In October, the US Air Force team, Thunderbirds, will visit Japan and put on a show along with Blue Impulse up at the Blue Impulse home base of Matsushima airbase in Miyagi Prefecture. 'Wish I could go, but that's too far north from us for me to justify the expense.

This weekend, a passing typhoon off the coast brought too much wind with it. Saturday we called the harbor and the wind was about 10 m/s (22 mph)! Not too much for landing a Cessna in a crosswind on Maui, but much too much for us to sail Bluesette. They were doing another boat licensing class and said it was really difficult. Today, Sunday, it is even worse, and they are not launching any boats of any kind.

It will quiet down by Tuesday, and we'll go then. It might be busy up there as this is Japan's first "Silver Week" - a string of holidays falling together, giving most people a vacation from the 19th to the 23rd. The railroads and airports have been jammed as they are during the annual "Golden Week" (April 29 to May 5). Whatever. Hinuma is never too busy. I just hope the weather is as predicted.

Until next, sweet sailing.

8 comments:

Shingo T said...

I like the dragonfly picture. It looks so peaceful.

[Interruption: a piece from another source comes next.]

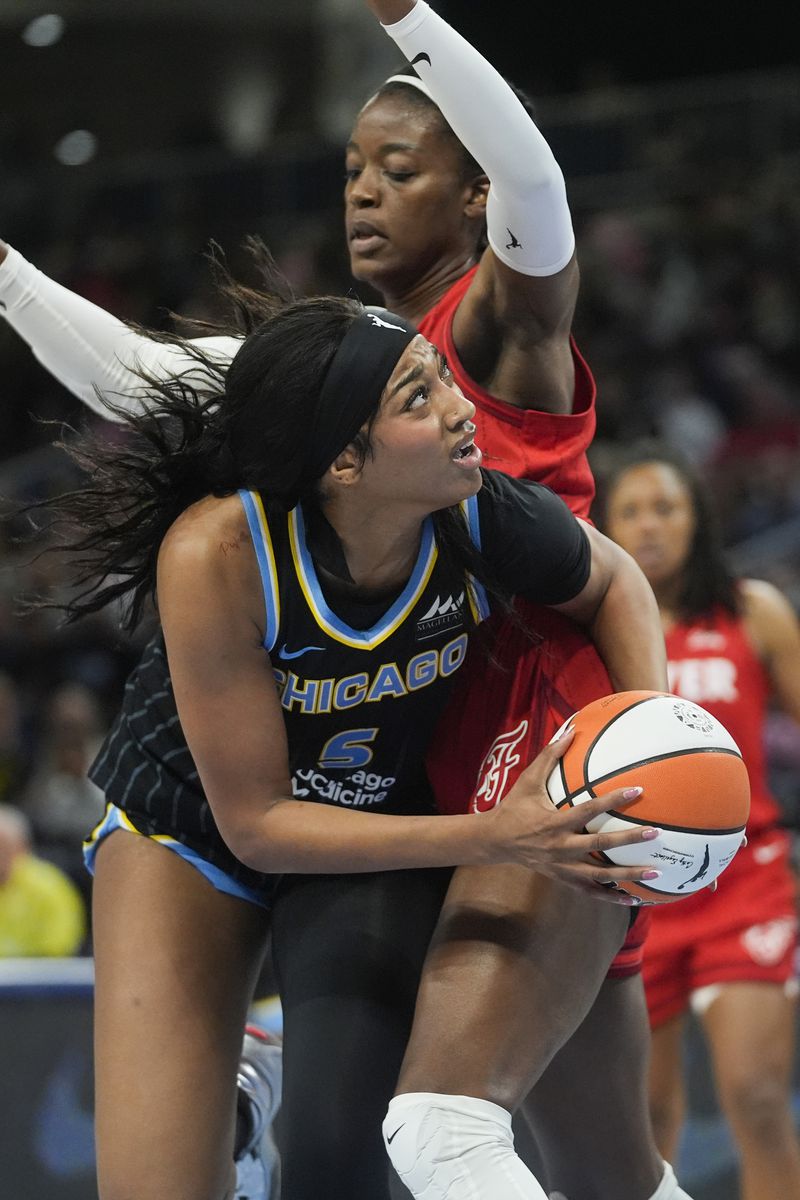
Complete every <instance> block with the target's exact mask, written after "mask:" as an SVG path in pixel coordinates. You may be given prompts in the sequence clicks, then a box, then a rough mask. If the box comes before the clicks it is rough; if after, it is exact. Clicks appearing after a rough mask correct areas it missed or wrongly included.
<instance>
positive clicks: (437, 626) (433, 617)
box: [416, 592, 464, 642]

Will be going down to Japan in less than 2 weeks time for my first holiday. Looking forward to it. ^_^

HappySurfer said...

Neat! Placing nature's own plane (dragonfly) alongside a $100 million man-made version. :p

It seems Japan has a different species. The ones found here normally do not have colored wingtips. I have seen them in a few colors - maroon (smaller in size), yellow, light blue and green (most common).

Hi Shingo, good to see you here. A holiday in Japan? How nice!

Pandabonium said...

Shingo - thanks for dropping by and for your comment. I was surprised by the dragonfly. It let me get very close with the camera. I hope you have a great trip.

HappySurfer - no matter what we spend, nature will always produce the best flying "machines".

Most of the ones I see in Kashima have clear wings and colorful bodies - light blue, red (called aka tombo), rust colored ones, and very large ones with bright green stripes on black. Hinuma is the only place so far I've seen ones with color on the wings.

O Docker said...

Dragonflies vary greatly in size and are generally labelled with the same color code used for resistors:

yellow - 4 cm
green - 5 cm
blue - 6 cm

Pandabonium said...

O Docker - that explains the body stripes too.

O Docker said...

:-)

Don Snabulus said...

I am a big dragonfly fan. That one is a beauty and I love the shadow shot.

Thanks for the F-2 lesson. Collaborations can get funky.

I enjoyed the wing and cockpit views of Blue Impulse. Neat stuff.

Pandabonium said...

Don - Thanks. I wish I could get some of the big neon green striped dragon flies I encounter to hold still for a picture. They really are beautiful creatures with amazing flying skills.

I like the cockpit views too. I've flown in formation with other aircraft a couple of times, and it is very demanding of one's full attention. To do aerobatics at the same time is really amazing.